And all of that shows: all of those words distilled to a series of disembodied sexual automatons in depictions that serve to delight and to perturb. And the water-colour frenzy paints them in delightful tones that subvert the sexual violence inherent in them.
What's the reason behind this series? What's the underlying philosophy behind this? "I've been thinking of the underlying possibilities of manipulating various objects related to human sensuality and taste," Salvarita says. "The human form, I think, also mimics mechanical objects, may it be for practical or aesthetic use. The human form is reduced, deconstructed to serve as the flatform of sacred vessels in the form of practical objects such as coffee plunger, and bird houses, that symbolize purity, beauty, innocence."

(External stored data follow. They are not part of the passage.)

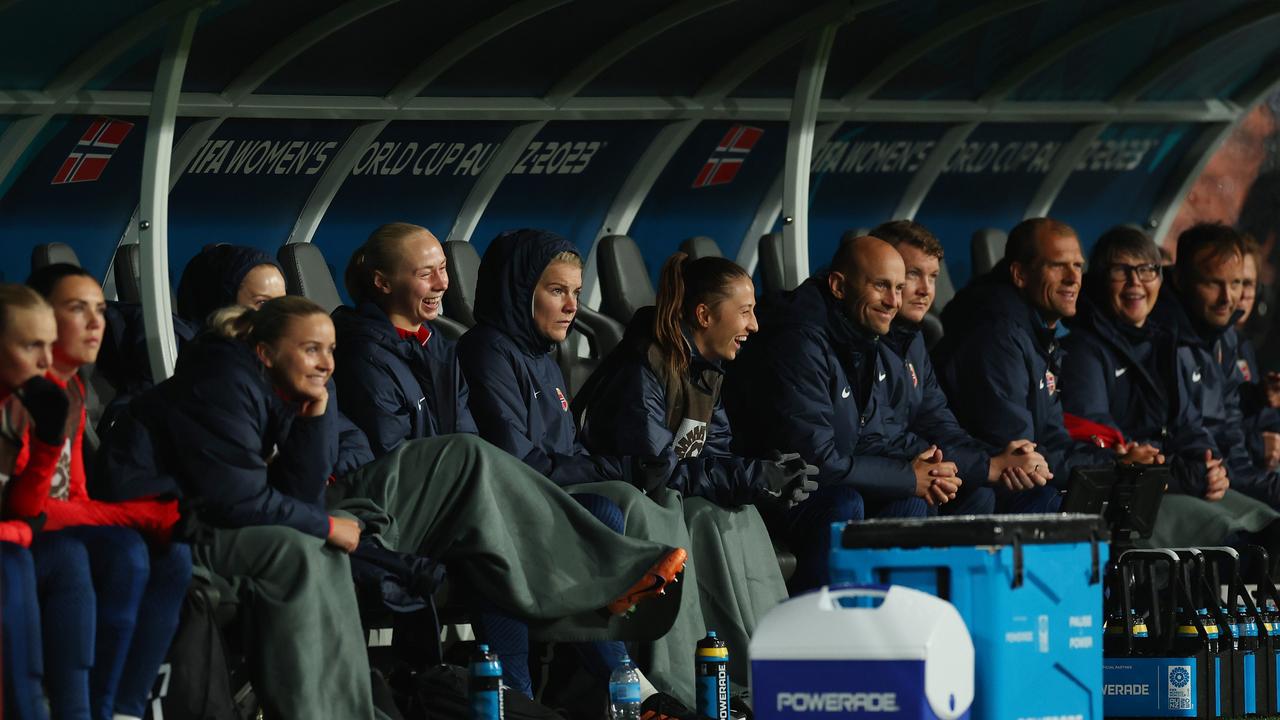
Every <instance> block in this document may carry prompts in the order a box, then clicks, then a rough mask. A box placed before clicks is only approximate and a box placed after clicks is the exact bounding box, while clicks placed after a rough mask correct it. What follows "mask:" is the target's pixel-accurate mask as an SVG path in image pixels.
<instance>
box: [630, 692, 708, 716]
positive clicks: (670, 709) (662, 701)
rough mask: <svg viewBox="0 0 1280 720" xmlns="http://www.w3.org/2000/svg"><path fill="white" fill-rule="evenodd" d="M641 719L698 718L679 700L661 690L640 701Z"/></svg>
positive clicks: (640, 710)
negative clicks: (663, 692) (673, 697)
mask: <svg viewBox="0 0 1280 720" xmlns="http://www.w3.org/2000/svg"><path fill="white" fill-rule="evenodd" d="M640 720H696V716H695V715H694V711H692V710H689V708H687V707H685V705H684V703H682V702H680V701H678V700H676V698H673V697H671V696H669V694H667V693H660V692H659V693H653V694H652V696H649V697H646V698H645V700H644V702H641V703H640Z"/></svg>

Rianne is selling these works for P2,000 each, with three pieces for P5,000 only. You may contact him in
Facebook.
Rianne Dawn Salvarita, 35, earned his bachelor in fine arts, major in painting,
from La Consolacion College in 2001. His works delve in modernism, surrealism, and the sensual, and primarily use the media of oil on canvas, watercolor, and mixed media. His solo exhibition include
De Pictura at the Negros Museum, Bacolod City in 2002, and
Metafisical Sandwich, also at the Negros Museum in 2004.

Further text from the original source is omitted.